< Job 10 >
1 My soul is weary of my life: I will give free course to my complaint; I will speak in the bitterness of my soul.
Mijn ziel is verdrietig over mijn leven; ik zal mijn klacht op mij laten; ik zal spreken in bitterheid mijner ziel.
2 I will say unto God, Do not condemn me; shew me wherefore thou strivest with me.
Ik zal tot God zeggen: Verdoem mij niet; doe mij weten, waarover Gij met mij twist.
3 Doth it please thee to oppress, that thou shouldest despise the work of thy hands, and shine upon the counsel of the wicked?
Is het U goed, dat Gij verdrukt, dat Gij verwerpt den arbeid Uwer handen, en over den raad der goddelozen schijnsel geeft?
4 Hast thou eyes of flesh? or seest thou as man seeth?
Hebt Gij vleselijke ogen, ziet Gij, gelijk een mens ziet?
5 Are thy days as the days of a mortal? are thy years as a man's days,
Zijn Uw dagen als de dagen van een mens? Zijn Uw jaren als de dagen eens mans?
6 That thou searchest after mine iniquity, and inquirest into my sin;
Dat Gij onderzoekt naar mijn ongerechtigheid, en naar mijn zonde verneemt?
7 Since thou knowest that I am not wicked, and that there is none that delivereth out of thy hand?
Het is Uw wetenschap, dat ik niet goddeloos ben; nochtans is er niemand, die uit Uw hand verlosse.
8 Thy hands have bound me together and made me as one, round about; yet dost thou swallow me up!
Uw handen doen mij smart aan, hoewel zij mij gemaakt hebben, te zamen rondom mij zijn zij, en Gij verslindt mij.
9 Remember, I beseech thee, that thou hast made me as clay, and wilt bring me into dust again.

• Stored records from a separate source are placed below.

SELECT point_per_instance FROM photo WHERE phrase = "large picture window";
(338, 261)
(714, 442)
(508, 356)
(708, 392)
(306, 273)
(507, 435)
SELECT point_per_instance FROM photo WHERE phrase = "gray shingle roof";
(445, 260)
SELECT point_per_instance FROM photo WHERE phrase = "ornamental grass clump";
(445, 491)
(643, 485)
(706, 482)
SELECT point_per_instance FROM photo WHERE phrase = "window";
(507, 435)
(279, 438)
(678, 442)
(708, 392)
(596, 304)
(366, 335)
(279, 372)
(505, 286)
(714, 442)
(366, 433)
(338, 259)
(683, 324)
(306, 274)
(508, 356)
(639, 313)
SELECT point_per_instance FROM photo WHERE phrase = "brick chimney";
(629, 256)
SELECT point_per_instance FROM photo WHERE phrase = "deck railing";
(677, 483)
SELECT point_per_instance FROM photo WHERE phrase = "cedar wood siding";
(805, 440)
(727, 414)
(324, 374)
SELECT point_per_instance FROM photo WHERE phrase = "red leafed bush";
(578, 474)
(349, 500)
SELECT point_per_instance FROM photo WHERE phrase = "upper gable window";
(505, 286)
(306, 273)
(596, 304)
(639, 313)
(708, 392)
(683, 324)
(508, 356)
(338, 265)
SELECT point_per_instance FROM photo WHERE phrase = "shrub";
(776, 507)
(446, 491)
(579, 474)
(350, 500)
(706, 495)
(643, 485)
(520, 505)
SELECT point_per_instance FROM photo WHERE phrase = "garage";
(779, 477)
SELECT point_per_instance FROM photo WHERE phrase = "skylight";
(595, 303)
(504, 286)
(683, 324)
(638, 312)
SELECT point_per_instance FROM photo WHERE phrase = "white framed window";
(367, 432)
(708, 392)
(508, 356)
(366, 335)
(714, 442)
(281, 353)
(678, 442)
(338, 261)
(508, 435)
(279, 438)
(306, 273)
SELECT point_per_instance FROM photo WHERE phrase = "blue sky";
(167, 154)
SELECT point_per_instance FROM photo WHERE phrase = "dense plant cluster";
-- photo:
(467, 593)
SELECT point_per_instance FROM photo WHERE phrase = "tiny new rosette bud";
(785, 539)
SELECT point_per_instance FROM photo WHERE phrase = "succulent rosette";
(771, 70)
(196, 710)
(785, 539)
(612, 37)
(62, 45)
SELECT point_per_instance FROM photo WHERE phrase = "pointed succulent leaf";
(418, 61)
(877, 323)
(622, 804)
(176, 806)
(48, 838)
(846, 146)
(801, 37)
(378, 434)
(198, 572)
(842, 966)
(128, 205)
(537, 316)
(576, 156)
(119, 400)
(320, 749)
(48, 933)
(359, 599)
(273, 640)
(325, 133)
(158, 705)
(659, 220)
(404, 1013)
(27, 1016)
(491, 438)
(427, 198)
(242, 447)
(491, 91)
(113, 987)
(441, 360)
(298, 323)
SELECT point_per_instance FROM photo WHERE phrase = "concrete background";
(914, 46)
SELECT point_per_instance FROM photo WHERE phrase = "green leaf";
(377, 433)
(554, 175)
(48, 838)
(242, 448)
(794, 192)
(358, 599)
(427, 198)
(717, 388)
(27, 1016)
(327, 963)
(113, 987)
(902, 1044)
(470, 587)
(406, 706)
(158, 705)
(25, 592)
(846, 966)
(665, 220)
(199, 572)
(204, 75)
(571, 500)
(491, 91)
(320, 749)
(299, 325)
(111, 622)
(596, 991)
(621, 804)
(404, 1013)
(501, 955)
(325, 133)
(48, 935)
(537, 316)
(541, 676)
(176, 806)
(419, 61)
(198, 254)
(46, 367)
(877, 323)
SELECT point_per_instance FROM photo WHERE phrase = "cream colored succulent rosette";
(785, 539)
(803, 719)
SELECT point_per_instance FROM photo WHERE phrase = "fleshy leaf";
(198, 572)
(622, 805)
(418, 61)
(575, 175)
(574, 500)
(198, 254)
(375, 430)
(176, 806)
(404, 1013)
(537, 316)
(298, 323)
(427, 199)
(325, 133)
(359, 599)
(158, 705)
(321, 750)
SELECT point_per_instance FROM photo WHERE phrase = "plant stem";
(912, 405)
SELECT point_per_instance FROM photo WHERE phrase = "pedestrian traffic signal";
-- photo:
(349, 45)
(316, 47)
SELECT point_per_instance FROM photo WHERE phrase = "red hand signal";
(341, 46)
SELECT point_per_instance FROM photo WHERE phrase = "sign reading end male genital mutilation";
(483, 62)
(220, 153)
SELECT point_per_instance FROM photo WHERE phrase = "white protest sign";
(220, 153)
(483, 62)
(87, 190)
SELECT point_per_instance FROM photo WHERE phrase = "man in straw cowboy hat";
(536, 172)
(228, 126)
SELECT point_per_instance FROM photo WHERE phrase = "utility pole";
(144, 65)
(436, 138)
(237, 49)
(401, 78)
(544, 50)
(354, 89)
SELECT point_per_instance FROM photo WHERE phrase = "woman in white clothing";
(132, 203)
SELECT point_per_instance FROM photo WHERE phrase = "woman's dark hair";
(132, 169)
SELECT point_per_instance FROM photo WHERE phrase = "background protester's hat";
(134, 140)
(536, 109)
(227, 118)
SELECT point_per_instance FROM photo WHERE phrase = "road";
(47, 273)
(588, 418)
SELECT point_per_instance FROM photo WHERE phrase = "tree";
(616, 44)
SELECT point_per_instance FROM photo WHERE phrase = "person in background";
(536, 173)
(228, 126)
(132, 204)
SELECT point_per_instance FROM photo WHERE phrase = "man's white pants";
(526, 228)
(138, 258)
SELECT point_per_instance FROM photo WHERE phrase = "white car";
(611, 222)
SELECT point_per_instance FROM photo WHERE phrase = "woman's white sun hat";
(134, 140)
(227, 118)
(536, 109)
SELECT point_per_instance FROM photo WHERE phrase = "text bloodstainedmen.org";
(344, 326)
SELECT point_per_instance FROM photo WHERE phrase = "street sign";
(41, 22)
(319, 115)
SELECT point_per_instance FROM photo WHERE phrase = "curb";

Gedenk toch, dat Gij mij als leem bereid hebt, en mij tot stof zult doen wederkeren.
10 Hast thou not poured me out as milk, and curdled me like cheese?
Hebt Gij mij niet als melk gegoten, en mij als een kaas doen runnen?
11 Thou hast clothed me with skin and flesh, and knit me together with bones and sinews;
Met vel en vlees hebt Gij mij bekleed; met beenderen ook en zenuwen hebt Gij mij samengevlochten;
12 Thou hast granted me life and favour, and thy care hath preserved my spirit;
Benevens het leven hebt Gij weldadigheid aan mij gedaan, en Uw opzicht heeft mijn geest bewaard.
13 And these things didst thou hide in thy heart; I know that this was with thee.
Maar deze dingen hebt Gij verborgen in Uw hart; ik weet, dat dit bij U geweest is.
14 If I sinned, thou wouldest mark me, and thou wouldest not acquit me of mine iniquity.
Indien ik zondig, zo zult Gij mij waarnemen, en van mijn misdaad zult Gij mij niet onschuldig houden.
15 If I were wicked, woe unto me! and righteous, I will not lift up my head, being [so] full of shame, and beholding mine affliction; —
Zo ik goddeloos ben, wee mij! En ben ik rechtvaardig, ik zal mijn hoofd niet opheffen; ik ben zat van schande, maar aanzie mijn ellende.
16 And it increaseth: thou huntest me as a fierce lion; and ever again thou shewest thy marvellous power upon me.
Want zij verheft zich; gelijk een felle leeuw jaagt Gij mij; Gij keert weder en stelt U wonderlijk tegen mij.
17 Thou renewest thy witnesses before me and increasest thy displeasure against me; successions [of evil] and a time of toil are with me.
Gij vernieuwt Uw getuigen tegenover mij, en vermenigvuldigt Uw toorn tegen mij; verwisselingen, ja, een heirleger, zijn tegen mij.
18 And wherefore didst thou bring me forth out of the womb? I had expired, and no eye had seen me.
En waarom hebt Gij mij uit de baarmoeder voortgebracht? Och, dat ik den geest gegeven had, en geen oog mij gezien had!
19 I should be as though I had not been; I should have been carried from the womb to the grave.
Ik zou zijn, alsof ik niet geweest ware; van moeders buik zou ik tot het graf gebracht zijn geweest.
20 Are not my days few? cease then and let me alone, that I may revive a little,
Zijn mijn dagen niet weinig? Houd op, zet van mij af, dat ik mij een weinig verkwikke;
21 Before I go, and never to return, — to the land of darkness and the shadow of death;
Eer ik henenga (en niet wederkom) in een land der duisternis en der schaduwe des doods;
22 A land of gloom, as darkness itself; of the shadow of death, without any order, where the light is as thick darkness.
Een stikdonker land, als de duisternis zelve, de schaduwe des doods, en zonder ordeningen, en het geeft schijnsel als de duisternis.